I have to say Im surprised, my daisy f16 with no handle just the frame with trumark clips and 9 inch blue tubes on each side ( same as daisy yellow ) shoots way harder and stronger than the 8 pc 2040 dankung tubes. i noticed it when my bud was shooting the dankung. After one shot from the daisy, we could see the difference. Shooting 3/8 steel, glass marbles and 1/2 steel. Theraband blue tubing outperforms it by a longshot. From everything Ive read online this should not be true? Could the tubes be to short (2040?)
Would 1745 be stronger? When I get a good hole punch im going with 4 pc thera blue and four trumark clips.

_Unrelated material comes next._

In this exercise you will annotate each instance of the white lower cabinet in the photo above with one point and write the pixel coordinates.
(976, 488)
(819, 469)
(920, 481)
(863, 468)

Cant wait to see how it shoots. I've attached the blue to my dankung OTT and same thing, way stronger and went way further, like 4 times further. Any input much appreciated

Tore


----------



## pop shot (Sep 29, 2011)

Maybe the 8 strand is too strong for you to pull back to its optimal elongation. Hit da gym. For real though, don't know, never tried blue or 8 strand.


----------



## JetBlack (Mar 9, 2012)

No that's not it, i'm 6'4 250 lbs and bench 300 cold.maxing out the bands each time.starting to think speed is not everything...


----------



## pop shot (Sep 29, 2011)

Strange


----------



## mattardel (May 27, 2011)

8 strand 2040 is too much rubber for that ammo. It won't accelerate fast with light ammo because the excess rubber is stopping it - it weighs more and presents more material to be accelerated. With 8 strand Chinese tube, you're going to want at least .45 lead, if not heavier. You'll get higher speed going to 4-strand. I had the same problem with flats - it's just that the rubber needs to match the projectile. Think of it this way - you're not going to get anywhere very fast by putting the enormous W-16 engine of a Bugatti Veyron in a tiny, light Lotus Elise. It's simply too large to function well. For what you're shooting, I would use 4-strand 1745. That's what I use and it will fling 3/8in steel and marbles like no other. Even the .50 steel is a bit light for this purpose.


----------



## JetBlack (Mar 9, 2012)

now that may make sense, thanks. Heres a shot from about 40 feet ( with the 8pc 2040 ), it was filled with h2o right below the neck. Theraband blue tube is still better than I think most people give it credit for. My tubing finally broke and when it did it tore but was still attached at the fork after a shot. Oh yeah, the plastic ring was still on the bottle like that.


----------